What riles consumers the most is when their data is blatantly repurposed. By that I mean when a customer provides information (knowingly or otherwise) that is then used in a way that is perceived to be outside of their expectations. This commonly involves a third party who purchase data from an organisation who originally collected it.
One such example is when insurance providers sell claims data to legal firms who then contact the claimant in an attempt to encourage them to instruct legal action. This represents a breach of trust and as I speak the government is pushing through legislation to make this practice illegal.
The online advertising model is built upon a foundation of customer data collected using cookies. Retargeting consumers based on their browsing history divides opinion between those that feel their privacy is being invaded and those that see relevant advertising as a positive step in the evolution of more personalised internet use.
The majority of consumers fall into the former category and dislike the sense of being watched online. Targeting too well can do more harm than good in many cases and brand perception can be one of ‘desperation’ and ‘covert’.
Both the insurance and online advertising examples provide a lack of clarity for the customer of the value that they are getting from use of their data. There isn’t a clear exchange, with only perceived value existing for the brand.
In these cases, the brand could do more to offer value to the customer. For example, asking for permission and incentivising a policy holder by providing free legal cover or retargeted adverts carrying an exclusive offer.
Many brands are focussed on converting a quick sale. While some would argue this model is suitable for homogenous products like insurance and utilities (after all we are increasingly a nation of loyalty through apathy in these sectors rather than brand engagement) the best brands recognise the lifetime value of their customers and target incremental gains through repeat sales, upsales and sales to customer networks as a result of brand advocacy.

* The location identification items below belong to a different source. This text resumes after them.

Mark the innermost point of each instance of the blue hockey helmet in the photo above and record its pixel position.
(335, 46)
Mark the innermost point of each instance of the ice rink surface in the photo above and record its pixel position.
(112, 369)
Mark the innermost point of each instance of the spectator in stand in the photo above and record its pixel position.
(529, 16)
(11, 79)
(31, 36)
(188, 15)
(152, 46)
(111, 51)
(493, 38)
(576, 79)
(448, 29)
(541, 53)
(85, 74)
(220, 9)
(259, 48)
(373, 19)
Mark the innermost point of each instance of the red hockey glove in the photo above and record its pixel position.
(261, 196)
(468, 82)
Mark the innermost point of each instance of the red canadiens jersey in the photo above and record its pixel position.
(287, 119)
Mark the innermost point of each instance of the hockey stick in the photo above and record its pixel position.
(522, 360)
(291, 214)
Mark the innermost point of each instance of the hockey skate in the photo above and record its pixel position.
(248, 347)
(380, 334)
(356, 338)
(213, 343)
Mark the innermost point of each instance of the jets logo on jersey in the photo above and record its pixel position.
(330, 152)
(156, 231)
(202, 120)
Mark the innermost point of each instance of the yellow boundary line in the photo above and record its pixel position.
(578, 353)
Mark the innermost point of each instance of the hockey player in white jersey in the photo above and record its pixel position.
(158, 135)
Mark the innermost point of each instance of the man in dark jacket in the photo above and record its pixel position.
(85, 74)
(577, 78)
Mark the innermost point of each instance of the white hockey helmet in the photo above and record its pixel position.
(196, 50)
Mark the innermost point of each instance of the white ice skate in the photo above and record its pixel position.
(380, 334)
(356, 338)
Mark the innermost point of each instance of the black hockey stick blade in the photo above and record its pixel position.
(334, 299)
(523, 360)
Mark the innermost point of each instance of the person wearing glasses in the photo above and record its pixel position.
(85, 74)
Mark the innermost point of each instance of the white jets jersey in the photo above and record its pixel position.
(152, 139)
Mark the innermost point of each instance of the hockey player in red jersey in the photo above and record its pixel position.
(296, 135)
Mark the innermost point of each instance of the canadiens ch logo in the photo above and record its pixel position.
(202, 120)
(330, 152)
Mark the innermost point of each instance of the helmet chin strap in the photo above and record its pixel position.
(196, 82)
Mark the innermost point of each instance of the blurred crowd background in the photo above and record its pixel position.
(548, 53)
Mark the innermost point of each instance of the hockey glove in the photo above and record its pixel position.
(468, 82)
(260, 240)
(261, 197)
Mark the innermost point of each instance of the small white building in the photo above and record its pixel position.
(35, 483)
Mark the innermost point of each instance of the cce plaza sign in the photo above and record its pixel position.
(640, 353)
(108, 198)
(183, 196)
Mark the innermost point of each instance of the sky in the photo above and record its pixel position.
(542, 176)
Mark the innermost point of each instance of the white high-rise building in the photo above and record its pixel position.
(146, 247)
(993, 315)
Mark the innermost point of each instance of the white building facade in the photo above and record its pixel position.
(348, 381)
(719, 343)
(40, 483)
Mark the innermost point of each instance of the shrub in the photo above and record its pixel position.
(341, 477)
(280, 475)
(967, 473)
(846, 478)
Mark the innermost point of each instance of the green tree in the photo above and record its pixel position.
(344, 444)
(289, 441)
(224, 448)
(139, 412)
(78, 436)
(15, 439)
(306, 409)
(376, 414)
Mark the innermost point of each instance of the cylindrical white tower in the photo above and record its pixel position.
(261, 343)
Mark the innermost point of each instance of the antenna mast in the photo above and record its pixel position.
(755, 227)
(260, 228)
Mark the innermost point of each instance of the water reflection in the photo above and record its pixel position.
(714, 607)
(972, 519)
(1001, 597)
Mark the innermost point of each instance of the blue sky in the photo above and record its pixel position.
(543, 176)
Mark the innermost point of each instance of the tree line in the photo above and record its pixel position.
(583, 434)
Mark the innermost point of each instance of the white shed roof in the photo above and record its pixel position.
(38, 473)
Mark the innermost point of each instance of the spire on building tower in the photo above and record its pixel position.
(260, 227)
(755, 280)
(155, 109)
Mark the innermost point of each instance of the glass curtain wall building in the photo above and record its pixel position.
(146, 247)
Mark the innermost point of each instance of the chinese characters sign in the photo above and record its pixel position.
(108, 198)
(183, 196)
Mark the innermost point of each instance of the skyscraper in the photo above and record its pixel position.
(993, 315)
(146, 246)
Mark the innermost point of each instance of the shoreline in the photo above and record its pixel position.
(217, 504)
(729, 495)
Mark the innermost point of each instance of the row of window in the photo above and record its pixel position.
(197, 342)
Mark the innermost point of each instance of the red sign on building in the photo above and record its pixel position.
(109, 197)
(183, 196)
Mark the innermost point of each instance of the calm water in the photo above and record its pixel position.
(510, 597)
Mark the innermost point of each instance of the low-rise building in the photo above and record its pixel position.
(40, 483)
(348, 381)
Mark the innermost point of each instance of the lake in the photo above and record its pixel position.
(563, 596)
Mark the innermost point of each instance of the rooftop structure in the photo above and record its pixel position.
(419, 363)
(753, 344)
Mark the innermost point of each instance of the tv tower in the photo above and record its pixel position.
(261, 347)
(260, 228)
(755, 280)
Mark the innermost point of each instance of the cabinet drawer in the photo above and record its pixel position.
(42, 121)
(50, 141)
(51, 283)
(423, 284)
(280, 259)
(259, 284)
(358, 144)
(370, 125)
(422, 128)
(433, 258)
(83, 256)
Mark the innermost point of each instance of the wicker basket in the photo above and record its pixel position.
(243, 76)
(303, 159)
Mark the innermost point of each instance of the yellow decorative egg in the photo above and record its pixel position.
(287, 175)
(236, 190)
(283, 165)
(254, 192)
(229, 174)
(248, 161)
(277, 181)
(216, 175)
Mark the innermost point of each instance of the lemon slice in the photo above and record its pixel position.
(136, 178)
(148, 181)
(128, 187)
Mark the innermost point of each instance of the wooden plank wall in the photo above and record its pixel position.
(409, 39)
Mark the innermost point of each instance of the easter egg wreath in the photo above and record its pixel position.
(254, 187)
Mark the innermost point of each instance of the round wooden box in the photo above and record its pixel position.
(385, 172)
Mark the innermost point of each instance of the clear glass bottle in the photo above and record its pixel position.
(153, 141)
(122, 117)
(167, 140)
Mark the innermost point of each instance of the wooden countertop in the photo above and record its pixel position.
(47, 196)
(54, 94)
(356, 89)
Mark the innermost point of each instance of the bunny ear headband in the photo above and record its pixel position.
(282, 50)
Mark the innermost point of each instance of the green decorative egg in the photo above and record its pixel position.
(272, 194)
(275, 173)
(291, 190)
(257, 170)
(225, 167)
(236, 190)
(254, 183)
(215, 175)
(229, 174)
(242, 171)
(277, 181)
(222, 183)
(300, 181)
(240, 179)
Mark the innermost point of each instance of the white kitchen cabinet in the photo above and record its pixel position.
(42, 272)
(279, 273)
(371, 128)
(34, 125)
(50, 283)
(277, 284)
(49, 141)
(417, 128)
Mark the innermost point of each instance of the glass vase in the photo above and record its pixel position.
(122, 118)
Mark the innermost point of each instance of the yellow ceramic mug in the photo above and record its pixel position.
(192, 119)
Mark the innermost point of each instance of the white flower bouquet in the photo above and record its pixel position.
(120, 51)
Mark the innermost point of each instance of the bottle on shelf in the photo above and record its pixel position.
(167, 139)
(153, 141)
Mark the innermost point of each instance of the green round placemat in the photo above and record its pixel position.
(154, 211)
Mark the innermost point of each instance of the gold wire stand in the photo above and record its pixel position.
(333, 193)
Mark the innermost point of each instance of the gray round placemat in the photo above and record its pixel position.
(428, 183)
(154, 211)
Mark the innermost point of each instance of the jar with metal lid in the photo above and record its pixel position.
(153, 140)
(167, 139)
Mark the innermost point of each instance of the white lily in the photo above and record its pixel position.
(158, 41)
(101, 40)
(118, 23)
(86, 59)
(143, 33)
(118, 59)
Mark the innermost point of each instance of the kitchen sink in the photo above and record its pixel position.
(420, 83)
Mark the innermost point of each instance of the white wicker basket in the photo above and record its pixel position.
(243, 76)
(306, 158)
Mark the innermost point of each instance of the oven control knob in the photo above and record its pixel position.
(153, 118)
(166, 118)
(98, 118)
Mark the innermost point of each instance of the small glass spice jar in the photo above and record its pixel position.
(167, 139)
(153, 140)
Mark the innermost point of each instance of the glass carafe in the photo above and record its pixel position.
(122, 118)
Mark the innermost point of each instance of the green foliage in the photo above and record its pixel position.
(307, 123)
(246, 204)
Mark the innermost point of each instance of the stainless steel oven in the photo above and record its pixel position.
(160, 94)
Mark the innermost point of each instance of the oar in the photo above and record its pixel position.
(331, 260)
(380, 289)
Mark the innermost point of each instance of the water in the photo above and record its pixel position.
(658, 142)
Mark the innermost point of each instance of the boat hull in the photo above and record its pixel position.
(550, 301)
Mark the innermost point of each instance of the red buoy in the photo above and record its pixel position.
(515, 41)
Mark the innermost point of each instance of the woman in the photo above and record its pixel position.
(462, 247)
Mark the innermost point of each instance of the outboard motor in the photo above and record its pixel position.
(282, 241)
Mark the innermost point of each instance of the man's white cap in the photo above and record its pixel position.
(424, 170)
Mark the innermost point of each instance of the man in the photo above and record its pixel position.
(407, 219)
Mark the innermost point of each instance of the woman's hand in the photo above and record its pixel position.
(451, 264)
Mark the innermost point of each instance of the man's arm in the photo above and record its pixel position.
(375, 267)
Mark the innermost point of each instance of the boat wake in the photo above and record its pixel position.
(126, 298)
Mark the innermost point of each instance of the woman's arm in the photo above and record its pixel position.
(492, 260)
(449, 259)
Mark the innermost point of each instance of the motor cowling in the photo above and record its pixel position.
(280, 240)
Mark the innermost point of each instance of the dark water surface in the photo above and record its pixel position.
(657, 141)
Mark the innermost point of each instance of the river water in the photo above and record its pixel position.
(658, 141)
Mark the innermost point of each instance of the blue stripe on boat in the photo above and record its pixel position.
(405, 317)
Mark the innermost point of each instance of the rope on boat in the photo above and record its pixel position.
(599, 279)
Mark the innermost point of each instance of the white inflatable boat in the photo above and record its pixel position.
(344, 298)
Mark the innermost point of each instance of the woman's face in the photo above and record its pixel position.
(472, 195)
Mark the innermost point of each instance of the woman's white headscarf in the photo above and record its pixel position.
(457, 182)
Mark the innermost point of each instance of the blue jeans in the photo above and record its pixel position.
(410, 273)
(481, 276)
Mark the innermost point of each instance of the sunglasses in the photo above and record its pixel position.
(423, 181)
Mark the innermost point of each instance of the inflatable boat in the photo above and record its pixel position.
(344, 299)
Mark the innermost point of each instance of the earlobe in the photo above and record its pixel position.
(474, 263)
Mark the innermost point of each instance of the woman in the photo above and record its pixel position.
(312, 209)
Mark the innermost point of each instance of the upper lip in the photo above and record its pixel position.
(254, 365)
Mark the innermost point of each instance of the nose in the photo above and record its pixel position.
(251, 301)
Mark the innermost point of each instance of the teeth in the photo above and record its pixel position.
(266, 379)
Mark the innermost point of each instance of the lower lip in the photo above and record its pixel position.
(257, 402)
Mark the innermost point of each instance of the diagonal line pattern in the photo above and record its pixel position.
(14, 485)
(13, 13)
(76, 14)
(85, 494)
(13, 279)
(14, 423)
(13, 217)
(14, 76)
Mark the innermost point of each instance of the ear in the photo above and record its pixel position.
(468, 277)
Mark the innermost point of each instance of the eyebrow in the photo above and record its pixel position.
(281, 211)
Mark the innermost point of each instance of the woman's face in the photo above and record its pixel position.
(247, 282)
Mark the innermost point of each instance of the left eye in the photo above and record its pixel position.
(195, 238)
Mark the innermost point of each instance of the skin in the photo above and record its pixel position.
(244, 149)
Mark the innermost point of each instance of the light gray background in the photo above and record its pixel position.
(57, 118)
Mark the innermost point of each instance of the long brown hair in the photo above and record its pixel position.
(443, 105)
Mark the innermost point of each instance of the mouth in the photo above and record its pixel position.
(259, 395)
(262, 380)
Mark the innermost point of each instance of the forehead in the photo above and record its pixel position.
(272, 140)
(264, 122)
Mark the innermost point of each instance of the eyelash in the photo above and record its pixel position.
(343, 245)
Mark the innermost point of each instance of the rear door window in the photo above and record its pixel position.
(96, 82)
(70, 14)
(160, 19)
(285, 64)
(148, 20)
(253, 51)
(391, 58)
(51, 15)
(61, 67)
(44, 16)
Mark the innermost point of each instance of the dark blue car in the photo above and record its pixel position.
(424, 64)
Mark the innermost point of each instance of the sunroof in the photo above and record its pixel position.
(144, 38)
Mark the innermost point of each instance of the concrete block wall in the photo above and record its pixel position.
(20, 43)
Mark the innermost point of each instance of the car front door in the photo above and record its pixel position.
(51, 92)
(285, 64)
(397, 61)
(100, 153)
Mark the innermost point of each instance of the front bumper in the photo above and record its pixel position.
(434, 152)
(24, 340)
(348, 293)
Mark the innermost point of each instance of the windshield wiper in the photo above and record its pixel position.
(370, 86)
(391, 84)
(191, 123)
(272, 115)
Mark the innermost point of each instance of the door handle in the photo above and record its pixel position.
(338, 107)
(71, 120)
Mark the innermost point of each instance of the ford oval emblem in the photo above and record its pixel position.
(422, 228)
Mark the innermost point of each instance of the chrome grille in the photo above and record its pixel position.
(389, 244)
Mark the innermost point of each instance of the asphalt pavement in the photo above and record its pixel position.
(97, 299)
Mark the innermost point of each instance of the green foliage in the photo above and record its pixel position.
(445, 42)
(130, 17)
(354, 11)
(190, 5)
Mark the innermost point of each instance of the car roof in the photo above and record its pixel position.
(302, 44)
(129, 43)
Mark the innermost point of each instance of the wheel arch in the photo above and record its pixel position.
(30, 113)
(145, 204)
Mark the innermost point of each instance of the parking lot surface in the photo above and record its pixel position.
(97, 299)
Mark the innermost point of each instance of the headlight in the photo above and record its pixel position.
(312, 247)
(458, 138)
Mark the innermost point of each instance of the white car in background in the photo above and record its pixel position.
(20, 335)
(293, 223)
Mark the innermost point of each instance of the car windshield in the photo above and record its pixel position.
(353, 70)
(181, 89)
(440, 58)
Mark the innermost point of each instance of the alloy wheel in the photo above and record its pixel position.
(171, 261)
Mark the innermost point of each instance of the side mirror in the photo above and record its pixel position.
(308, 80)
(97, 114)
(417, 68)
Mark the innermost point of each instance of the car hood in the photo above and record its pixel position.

The message for brands is clear. The big data world is laden with insight-driven value and it’s important to recognise the partnership that exists between brand and customer. If handled well, the value can grow on both sides - but the onus is on brands to manage their pursuit of data-driven sales with transparency and customer-centric messaging.
By openly recognising the value of consumer data and sharing the rewards, data can provide the foundation of a beautiful, long-lasting relationship.